Pour l’instant, nous nous concentrons sur comment protéger un modèle du reverse engineering. Pour que le modèle soit une boîte noire pour l’attaquant, nous utilisons plusieurs techniques qui rendent le code illisible, comme la cryptographie ou l’obfuscation.
Notre plus grande contrainte est de préserver l’accès des algorithmes aux accélérateurs matériels (puces dédiées à l’IA, GPU…). Préserver cet accès tout en protégeant l’algorithme est l’élément différenciateur de notre solution.
A quel moment du développement ML la solution intervient-elle ?
Nous intervenons lorsque le modèle a été entraîné et exporté avec un framework de ML comme Tensorflow.
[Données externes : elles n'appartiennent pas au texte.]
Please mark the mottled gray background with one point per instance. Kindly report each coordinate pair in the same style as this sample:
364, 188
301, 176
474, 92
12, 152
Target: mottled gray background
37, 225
On s’interface alors avec le framework pour pouvoir proposer une version protégée du modèle, avant qu’il soit envoyé dans un device par exemple. Nous fournissons également le SDK permettant d’exécuter le code protégé au sein du device.
Est-ce que la solution allonge le temps de réponse de l’algorithme ?
Dès qu’on modifie le code pour le rendre inintelligible, on allonge nécessairement le temps d’exécution, mais le fait de pouvoir continuer à utiliser les accélérateurs matériels diminue le malus. Pour l’instant, un modèle exécuté avec notre solution a un temps d’inférence de 2 à 2,5 fois plus lent. Nous travaillons pour améliorer cela, mais on reste quand même en dessous des 300 millisecondes, une frontière communément admise pour une réponse en temps réel. Les solutions d’obfuscation logicielles classiques sont généralement 30 fois plus lentes, donc on a plutôt bien optimisé notre solution.
Quel langage de programmation utilisez-vous ?
Notre solution est prototypée pour le moment en Python et en C++. Nous sommes en train de travailler à l’interface avec des framework classiques de machine learning comme Pytorch ou Tensorflow pour proposer un SDK qui cache la “laideur” de la protection, et qui soit simple à utiliser par les équipes
Où en êtes-vous aujourd’hui ?
Nous avons un démonstrateur, une preuve de faisabilité de la solution et nous sommes en mesure de proposer des audits aux entreprises intéressées. Nous recherchons activement un partenaire pour déployer une première preuve de concept.
Nous sommes en incubation au sein de l’Inria Start Up Studio, ce qui permet d’accéder aux meilleurs experts français en intelligence artificielle et en cyber sécurité. En plus de l’équipe dirigeante, nous avons deux ingénieurs financés par l’Inria.